With pressure mounting to reverse a decision to axe free transport for students, Northumberland County Council has agreed to hold an extraordinary meeting in Morpeth next week.
Angry parents and opponents of the Labour administration at county hall have been urging the county council to reverse its decision to reintroduce transport charges for students over the age of 16.
They say it discriminates against parents in the north and rural parts of the county and that the consultation was inadequate.
They have also been highly critical of county council leader Grant Davey for avoiding a meeting to raise the concerns.
But an emergency meeting has now been called. It will take place at County Hall in Morpeth on Friday at 9.30am.
The motion to be debated has been put forward by Conservative group leader Peter Jackson.
He is requesting the suspension of the decision and the introduction of a new consultation process.
Mr Jackson said: “The leader of the council Grant Davey can run but cannot hide from the electorate.
“He has been doing everything in his power to avoid public accountability. Labour have made a huge mistake with this teenage tax and we are asking them to revisit this decision which will be discussed at an extraordinary meeting of the council.”
But Mr Davey, leader of the council and the Labour group, accused the Tories of playing politics:
“The extraordinary council meeting could end up costing the council tax payers over £40,000, which is a very expensive way to play gesture politics after their own government has raided Northumberland’s budget to the tune of £130m.
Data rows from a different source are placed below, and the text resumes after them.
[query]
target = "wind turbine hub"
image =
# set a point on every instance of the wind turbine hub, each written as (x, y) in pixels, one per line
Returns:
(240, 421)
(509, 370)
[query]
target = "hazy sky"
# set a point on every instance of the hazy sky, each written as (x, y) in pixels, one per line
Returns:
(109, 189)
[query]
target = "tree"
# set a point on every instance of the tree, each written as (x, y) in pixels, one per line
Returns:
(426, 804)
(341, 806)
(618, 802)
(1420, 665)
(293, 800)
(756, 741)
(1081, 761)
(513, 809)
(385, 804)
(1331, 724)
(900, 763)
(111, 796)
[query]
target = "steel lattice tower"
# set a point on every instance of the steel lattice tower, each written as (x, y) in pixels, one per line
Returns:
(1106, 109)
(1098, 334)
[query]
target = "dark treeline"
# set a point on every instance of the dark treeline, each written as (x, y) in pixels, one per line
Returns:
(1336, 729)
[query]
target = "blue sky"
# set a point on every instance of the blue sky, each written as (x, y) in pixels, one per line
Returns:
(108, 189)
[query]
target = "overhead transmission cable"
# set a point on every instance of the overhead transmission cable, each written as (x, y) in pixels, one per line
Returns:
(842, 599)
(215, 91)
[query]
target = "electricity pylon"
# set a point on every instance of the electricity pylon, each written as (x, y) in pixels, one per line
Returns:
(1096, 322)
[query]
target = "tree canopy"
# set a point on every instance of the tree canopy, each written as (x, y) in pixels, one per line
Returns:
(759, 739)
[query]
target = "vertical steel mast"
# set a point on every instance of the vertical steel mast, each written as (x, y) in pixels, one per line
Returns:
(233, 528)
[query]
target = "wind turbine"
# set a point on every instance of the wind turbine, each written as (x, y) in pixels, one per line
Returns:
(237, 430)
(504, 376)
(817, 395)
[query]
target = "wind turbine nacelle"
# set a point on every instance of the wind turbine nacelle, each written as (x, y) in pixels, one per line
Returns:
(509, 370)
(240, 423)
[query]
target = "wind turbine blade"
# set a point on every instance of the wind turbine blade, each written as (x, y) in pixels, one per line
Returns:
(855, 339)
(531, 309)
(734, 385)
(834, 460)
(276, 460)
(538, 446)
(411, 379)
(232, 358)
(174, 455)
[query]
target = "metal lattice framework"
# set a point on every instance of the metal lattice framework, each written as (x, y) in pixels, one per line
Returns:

“It’s cynical, hypocritical and it goes to show that local Tories would rather spend than save money.”
Protestors met senior county council officers on Wednesday to express concern about the lack of engagement with the public.
Leading protestor Allison Joynson said: “Whilst I appreciate the officers taking the time to meet with us, and the fact that finally a dialogue has begun, it became quickly apparent that the Labour administration is not prepared to seriously consider revisiting this discriminatory policy.
“It was evident from the discussions that the council had no real appreciation of the huge impact on the people of Northumberland especially those from rural areas.”
The county council voted to scrap its free transport scheme for pupils over the age of 16 last month in a move which will save £2.4 million.
From September 1 students will pay the full cost where public transport is available, or £600 a year to travel on council contracted school transport.
Council bosses say they were forced to bring back charges as they have to remove £32m from the authority’s budget in 2014/15 and a further £100m over the next three years.
But furious parents in the rural north of the county say their children are being penalised for staying in education, and are calling on the administration to change its mind.
The pressure group opposing the plans has already staged a demonstration outside the Duchess Community High School in Alnwick and has circulated a petition demanding a rethink.
Source – Berwick Advertiser, 05 July 2014
Students from north Northumberland who travel by train and bus to access higher education courses are facing a devastating financial blow.
A proposal going before Northumberland County Council next week recommends ending free transport for post-16 students, saving £2.4m a year.
It means students would have to pay the full cost where public transport is available or a standard charge of £600 per year for council contracted school transport.
“That would be a disaster for students in the Berwick area who travel by train to Newcastle or bus to Ashington,” said Julie Porksen, the Lib Dem who has campaigned to retain free post-16 transport.
She is equally appalled that pupils from outlying areas about to enter the sixth form will have to pay £600 to use the same school bus they have previously boarded for free.
“Labour’s charges will cause real hardship for many families, especially those in remote and rural areas, raising the cost of living for families with teenagers,” she said.
Berwick MP Sir Alan Beith added: “This is outrageous discrimination against students in the Berwick area and the more remote parts of Northumberland, and if the Labour council goes ahead with the plan they will be demonstrating a callous indifference to education in rural communities.”
The council is considering the proposal against a backdrop of having to make £65m savings over the next two years.
A report to next Thursday’s policy board states that the current approach to school transport is no longer sustainable and alternative options to reduce costs need to be considered.
It reveals the number of students claiming free transport has increased from 800 to 3500 over the past five years. Costs to the council have increased to £3,3m per year.
It also notes that 40% of students eligible for free transport travel outside of the county with a loss of potential income of around £28m. The report also suggests there could be potential for school sixth forms and colleges extending the range of courses they can offer.